プロモータとしては、発現誘導可能なプロモータが好ましい。発現誘導可能なプロモータは、誘導物質（発現誘導剤）の存在、リプレッサー分子の非存在、又は温度、浸透圧若しくはｐＨ値の上昇若しくは低下等の物理的要因により、転写を制御できる。

発現誘導可能なプロモータとしては、ラクトース又はそのアナログであるＩＰＴＧ（イソプロピルチオール−β−Ｄ−ガラクトシド）により誘導されるＴ７プロモータ、ｔａｃ及びｔｒｃプロモータ、ｌａｃ及びｌａｃＵＶ５プロモータ；アラビノースにより誘導されるａｒａＢＡＤプロモータ；β−インドールアクリル酸添加若しくはトリプトファン飢餓により誘導され、トリプトファン添加により抑制されるｔｒｐプロモータ；ラムノースにより誘導されるｒｈａＢＡＤプロモータ；キシロースにより誘導されるｘｙｌＦプロモータ及びｘｙｌＡプロモータ；温度上昇により誘導されるλファージのＰＲプロモータ及びＰＬプロモータ；リン酸飢餓により誘導されるｐｈｏＡプロモータ；並びにグルコース飢餓により誘導されるｃｓｔＡプロモータ及びｃｓｔＡ−ｌａｃＺプロモータ等が挙げられる。

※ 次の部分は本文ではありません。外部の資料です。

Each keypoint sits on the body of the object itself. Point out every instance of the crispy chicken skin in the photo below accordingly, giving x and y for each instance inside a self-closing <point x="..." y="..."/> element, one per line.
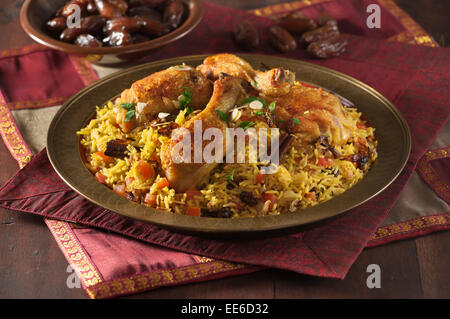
<point x="160" y="92"/>
<point x="184" y="176"/>
<point x="274" y="82"/>
<point x="230" y="64"/>
<point x="319" y="113"/>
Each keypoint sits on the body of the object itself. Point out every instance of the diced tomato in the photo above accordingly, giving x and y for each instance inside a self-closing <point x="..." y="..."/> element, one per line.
<point x="361" y="126"/>
<point x="120" y="189"/>
<point x="324" y="162"/>
<point x="190" y="194"/>
<point x="163" y="182"/>
<point x="155" y="158"/>
<point x="311" y="196"/>
<point x="308" y="85"/>
<point x="271" y="197"/>
<point x="105" y="158"/>
<point x="100" y="177"/>
<point x="145" y="169"/>
<point x="193" y="211"/>
<point x="260" y="177"/>
<point x="129" y="180"/>
<point x="150" y="199"/>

本発明の発現カセットにおいては、Ｔ７プロモータを用いることが好ましい。

［ターミネータ］
ターミネータ（転写終結配列）としては、宿主細胞において、プロモータにより開始された転写を終結させる塩基配列であればいずれも用いることができる。原核生物や真核生物由来のターミネータであっても、ファージ由来のターミネータであってもよい。バクテリオファージターミネータとしては、例えばＴ７ターミネータ、Ｔ３ターミネータおよびＳＰ６ターミネータ等が挙げられる。

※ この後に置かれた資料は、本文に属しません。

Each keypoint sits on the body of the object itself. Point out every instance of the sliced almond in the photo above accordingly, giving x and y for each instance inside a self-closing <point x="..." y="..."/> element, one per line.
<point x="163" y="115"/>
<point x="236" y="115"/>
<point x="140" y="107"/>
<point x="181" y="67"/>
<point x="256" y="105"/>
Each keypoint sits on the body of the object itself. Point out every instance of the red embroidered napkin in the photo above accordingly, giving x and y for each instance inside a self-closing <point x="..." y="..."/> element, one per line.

用いるプロモータに対応するターミネータを用いることが好ましいが、これに限定されない。対応する例としては、プロモータがＴ７プロモータである場合は、Ｔ７ターミネータを用いることが好ましい。

また、ターミネータは、第一の核酸及び第二の核酸間以外にも含まれていてよく、例えば、第二の核酸の下流に含まれていてもよい。上記プロモータにより転写される最後の遺伝子の後にターミネータが含まれていてもよく、含まれていなくともよい。

［核酸］
本発明の発現カセットは、少なくとも第一の核酸及び第二の核酸を含む。本発明はこれに限定されず、さらに１以上の核酸を有することができる。本発明の発現カセットは、例えば、第三の核酸をさらに含んでもよい。

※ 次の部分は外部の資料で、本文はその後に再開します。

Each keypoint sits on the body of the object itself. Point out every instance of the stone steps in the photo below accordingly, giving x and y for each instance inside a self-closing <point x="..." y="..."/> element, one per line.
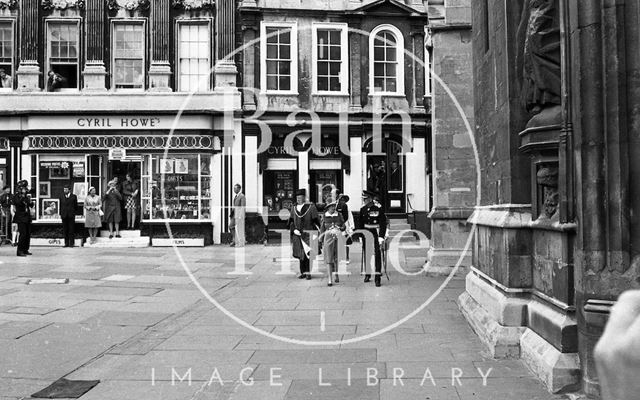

第一の核酸及び第二の核酸はそれぞれ少なくとも１つの遺伝子を含む。本発明はこれに限定されず、各核酸が２以上の遺伝子を含んでもよく、２以上の遺伝子が異なってもよく、同じであってもよい。遺伝子とは、タンパク質の一次構造に対応する転写産物又は転移ＲＮＡ（ｔＲＮＡ）やリボソームＲＮＡ等の転写産物の情報を含む核酸（ＤＮＡ）分子上の特定の領域を意味する。また、核酸は、遺伝子の他にも、例えば、スペーサ、ターミネータ、及びリボソーム結合部位（ＲＢＳ）等を含んでよい。

遺伝子の発現は、遺伝子の遺伝情報に基づいてタンパク質が合成されること及び遺伝子の遺伝情報に基づいて転写産物が合成されること（転写）を含む。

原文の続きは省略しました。